The new discovery feature within Apple’s upcoming mobile OS could make user data more secure, but also create difficulties for law enforcement.
We saw this issue play out last year, as the FBI and Apple battled it out over the locked iPhone of one of the deceased San Bernardino shooters in California. In this case, the FBI dropped the hearing, stating that the iPhone had been unlocked by a third party.
Not as simple as a fingerprint
Online security firm ElcomSoft has pointed out the beefed-up security measures in the upcoming iOS 11. Currently, thieves and the authorities rely on triggering an automatic backup from a computer that has been registered as a trusted device.
Once the phone and computer are paired, data can be gleaned from the handset without logging in again in future.
According to ElcomSoft, establishing a trusted device will no longer be just a simple case of using a fingerprint, which can be duped or even 3D printed – you’ll need the full passcode, too. The issue here for law enforcement is an obvious one: they can legally source fingerprints, but not passcodes, making it difficult to search devices of criminal suspects.
ElcomSoft explained the forensic implications of this new feature: “Prior to iOS 11, it was possible to perform logical acquisition of an iOS device by unlocking the device with Touch ID. The new pairing procedure requires the use of device passcode in order to establish trust between the device and the computer, thus making logical acquisition possible only if you know the passcode.
“This change is very important from the legal standpoint. While in certain cases, the user may be compelled to unlock their device using their fingerprint, obtaining the passcode from the user may be challenging and, in many jurisdictions, not legally possible.”

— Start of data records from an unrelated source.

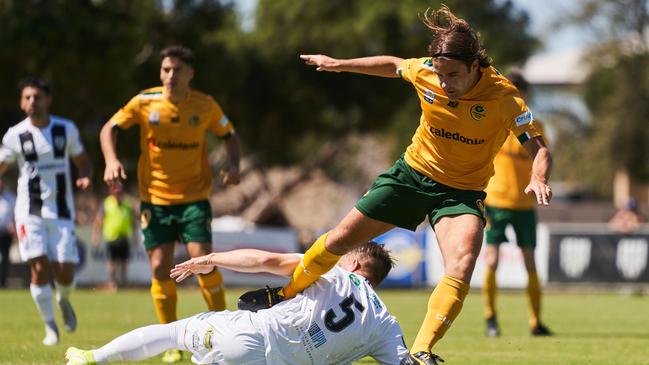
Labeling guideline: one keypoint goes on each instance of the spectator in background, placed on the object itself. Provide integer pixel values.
(174, 176)
(114, 223)
(42, 146)
(7, 230)
(507, 204)
(628, 219)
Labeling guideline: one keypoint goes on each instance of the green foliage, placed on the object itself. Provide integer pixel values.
(329, 105)
(98, 54)
(616, 92)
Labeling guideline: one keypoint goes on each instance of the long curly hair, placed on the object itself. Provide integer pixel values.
(453, 38)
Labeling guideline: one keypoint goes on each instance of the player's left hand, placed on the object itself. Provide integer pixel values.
(542, 191)
(231, 176)
(196, 265)
(83, 183)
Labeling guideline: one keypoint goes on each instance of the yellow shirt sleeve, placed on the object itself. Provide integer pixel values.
(519, 119)
(129, 115)
(219, 124)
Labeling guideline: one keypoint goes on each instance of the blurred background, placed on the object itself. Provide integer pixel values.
(313, 142)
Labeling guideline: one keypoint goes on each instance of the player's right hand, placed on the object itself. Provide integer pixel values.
(114, 172)
(196, 265)
(322, 62)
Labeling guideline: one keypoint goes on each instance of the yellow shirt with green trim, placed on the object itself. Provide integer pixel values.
(512, 169)
(456, 142)
(173, 166)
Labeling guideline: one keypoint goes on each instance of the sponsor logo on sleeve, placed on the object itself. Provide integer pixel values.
(195, 120)
(478, 111)
(524, 118)
(429, 96)
(145, 218)
(154, 117)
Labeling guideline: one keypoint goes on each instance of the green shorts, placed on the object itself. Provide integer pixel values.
(523, 222)
(191, 222)
(403, 197)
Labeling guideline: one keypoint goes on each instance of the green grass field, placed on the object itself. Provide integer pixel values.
(594, 329)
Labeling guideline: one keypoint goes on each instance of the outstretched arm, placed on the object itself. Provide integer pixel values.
(384, 66)
(244, 260)
(540, 170)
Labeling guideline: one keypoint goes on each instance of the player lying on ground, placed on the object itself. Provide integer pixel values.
(336, 320)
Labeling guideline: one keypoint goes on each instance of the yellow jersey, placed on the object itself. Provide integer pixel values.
(512, 166)
(456, 142)
(173, 166)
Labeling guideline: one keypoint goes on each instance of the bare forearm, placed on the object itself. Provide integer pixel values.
(251, 260)
(108, 141)
(542, 165)
(384, 66)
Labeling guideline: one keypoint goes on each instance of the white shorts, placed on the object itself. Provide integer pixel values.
(224, 338)
(54, 238)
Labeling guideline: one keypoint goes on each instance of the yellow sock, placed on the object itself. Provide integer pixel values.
(534, 296)
(489, 293)
(212, 289)
(316, 261)
(164, 297)
(444, 305)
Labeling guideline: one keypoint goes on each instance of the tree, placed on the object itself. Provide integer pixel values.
(617, 93)
(296, 108)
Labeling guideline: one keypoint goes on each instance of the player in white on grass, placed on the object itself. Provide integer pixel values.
(336, 320)
(42, 146)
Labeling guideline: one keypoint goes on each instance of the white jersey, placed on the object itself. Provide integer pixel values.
(336, 320)
(7, 204)
(43, 156)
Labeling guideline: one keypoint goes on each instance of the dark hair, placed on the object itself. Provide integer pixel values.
(453, 38)
(376, 260)
(35, 83)
(516, 78)
(182, 53)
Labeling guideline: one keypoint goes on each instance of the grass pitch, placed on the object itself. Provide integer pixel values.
(593, 329)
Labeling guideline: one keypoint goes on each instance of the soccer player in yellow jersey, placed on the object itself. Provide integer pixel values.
(468, 110)
(174, 176)
(507, 204)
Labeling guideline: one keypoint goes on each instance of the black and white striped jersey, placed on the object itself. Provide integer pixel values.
(43, 157)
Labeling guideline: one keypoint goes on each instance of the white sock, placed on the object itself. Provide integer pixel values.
(63, 291)
(43, 298)
(142, 343)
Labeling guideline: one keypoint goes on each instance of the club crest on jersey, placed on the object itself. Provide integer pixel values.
(207, 340)
(59, 142)
(429, 96)
(478, 111)
(354, 279)
(154, 117)
(195, 120)
(28, 147)
(524, 118)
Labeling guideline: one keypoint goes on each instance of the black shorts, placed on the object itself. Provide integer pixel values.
(119, 250)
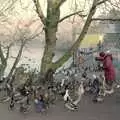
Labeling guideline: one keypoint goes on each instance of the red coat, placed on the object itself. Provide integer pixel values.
(108, 66)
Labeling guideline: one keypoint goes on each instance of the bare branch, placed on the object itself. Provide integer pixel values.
(75, 13)
(106, 19)
(8, 51)
(39, 11)
(101, 2)
(59, 3)
(2, 57)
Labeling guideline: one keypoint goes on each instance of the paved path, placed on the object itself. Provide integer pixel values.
(109, 110)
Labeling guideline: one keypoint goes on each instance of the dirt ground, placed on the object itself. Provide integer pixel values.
(108, 110)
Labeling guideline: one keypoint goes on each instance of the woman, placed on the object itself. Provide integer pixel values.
(108, 67)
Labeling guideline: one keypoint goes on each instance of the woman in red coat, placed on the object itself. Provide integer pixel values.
(109, 70)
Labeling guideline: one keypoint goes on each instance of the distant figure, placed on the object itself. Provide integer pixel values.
(108, 67)
(49, 76)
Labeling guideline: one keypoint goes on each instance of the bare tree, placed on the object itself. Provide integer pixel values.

The extra step added in iOS 11 will mean that the established data forensics method of offloading phone data to a computer for more granular analysis will be much more difficult to accomplish.
Apple’s new SOS mode
Another feature that will be present in iOS 11 is SOS mode. This is an emergency feature that allows users to call emergency services by quickly pressing the power button five times in a row.
This feature will also disable Touch ID temporarily, making a passcode necessary to use the device. A discreet way to disable Touch ID such as this could be used “in situations where the user might be compelled to unlock their phone with a fingerprint”.